La historia de la Virgen del Tepeyac



ROMA, 12 Dic. 14 / 12:05 am (ACI).- “No se entristezca tu
corazón… ¿Acaso no estoy yo aquí, que soy tu Madre?”, le dijo
la Virgen de Guadalupe al afligido Juan Diego un 12 de diciembre
de 1531. Ella, la Emperatriz de América y Patrona de México,
quiso dejar su imagen desde ese día en una sencilla “tilma” 
como señal del Amor de Dios para creyentes y no creyentes.

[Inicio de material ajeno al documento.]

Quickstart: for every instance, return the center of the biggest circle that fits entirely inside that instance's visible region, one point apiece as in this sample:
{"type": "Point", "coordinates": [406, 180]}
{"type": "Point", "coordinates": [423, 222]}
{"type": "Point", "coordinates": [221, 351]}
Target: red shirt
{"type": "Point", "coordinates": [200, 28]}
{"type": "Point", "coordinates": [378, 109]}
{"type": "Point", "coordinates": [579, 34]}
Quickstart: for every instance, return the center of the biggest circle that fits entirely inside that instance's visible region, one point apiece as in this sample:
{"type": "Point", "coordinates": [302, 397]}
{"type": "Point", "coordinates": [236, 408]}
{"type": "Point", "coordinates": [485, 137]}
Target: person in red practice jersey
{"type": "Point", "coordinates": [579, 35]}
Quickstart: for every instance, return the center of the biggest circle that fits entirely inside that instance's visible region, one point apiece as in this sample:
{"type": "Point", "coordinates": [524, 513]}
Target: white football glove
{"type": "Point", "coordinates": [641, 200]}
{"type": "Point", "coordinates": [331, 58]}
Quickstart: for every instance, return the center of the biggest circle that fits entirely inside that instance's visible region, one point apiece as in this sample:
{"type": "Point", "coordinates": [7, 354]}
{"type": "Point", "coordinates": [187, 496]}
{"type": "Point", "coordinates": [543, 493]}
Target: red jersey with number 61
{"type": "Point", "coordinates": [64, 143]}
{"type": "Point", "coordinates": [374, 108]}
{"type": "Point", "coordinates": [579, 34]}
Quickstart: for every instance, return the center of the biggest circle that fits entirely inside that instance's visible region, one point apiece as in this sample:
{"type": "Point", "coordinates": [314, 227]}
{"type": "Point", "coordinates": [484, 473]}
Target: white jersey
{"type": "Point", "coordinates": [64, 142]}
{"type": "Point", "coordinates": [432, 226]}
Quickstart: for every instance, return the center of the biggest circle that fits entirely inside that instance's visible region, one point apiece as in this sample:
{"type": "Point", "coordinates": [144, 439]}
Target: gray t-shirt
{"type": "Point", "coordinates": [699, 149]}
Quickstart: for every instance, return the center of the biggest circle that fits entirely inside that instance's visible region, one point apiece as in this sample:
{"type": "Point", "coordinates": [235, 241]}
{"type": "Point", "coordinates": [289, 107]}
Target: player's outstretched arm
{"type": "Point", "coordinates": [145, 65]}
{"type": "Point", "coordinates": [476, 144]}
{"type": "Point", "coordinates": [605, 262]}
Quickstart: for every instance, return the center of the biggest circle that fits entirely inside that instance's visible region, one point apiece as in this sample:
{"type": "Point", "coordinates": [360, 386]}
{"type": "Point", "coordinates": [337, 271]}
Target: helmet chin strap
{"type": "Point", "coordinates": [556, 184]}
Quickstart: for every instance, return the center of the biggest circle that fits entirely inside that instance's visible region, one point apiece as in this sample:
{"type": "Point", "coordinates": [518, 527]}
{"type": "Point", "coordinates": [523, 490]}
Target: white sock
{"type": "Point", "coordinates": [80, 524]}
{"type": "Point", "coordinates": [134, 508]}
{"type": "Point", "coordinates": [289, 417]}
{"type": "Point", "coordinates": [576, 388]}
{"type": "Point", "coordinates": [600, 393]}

Con motivo de esta gran celebración, las puertas de Basílica
de San Pedro se abrirán hoy para que el Papa Francisco junto a
miles de fieles latinoamericanos y 750 sacerdotes concelebrantes
festejen una gran Misa criolla en castellano.
La historia de la Virgen del Tepeyac
Solo diez años después de la conquista de México, los misioneros
tenían poco éxito en la evangelización y conversión de los
nuevos pueblos, en gran parte por el mal ejemplo de los que
llamándose cristianos, abusaban de los nativos.
El 9 de diciembre de 1531 la Virgen se le apareció a un humilde
indio, convertido al cristianismo, llamado Juan Diego, en un
lugar denominado Tepeyac. María se presentó como “la perfecta
siempre Virgen Santa María, Madre del verdadero Dios”.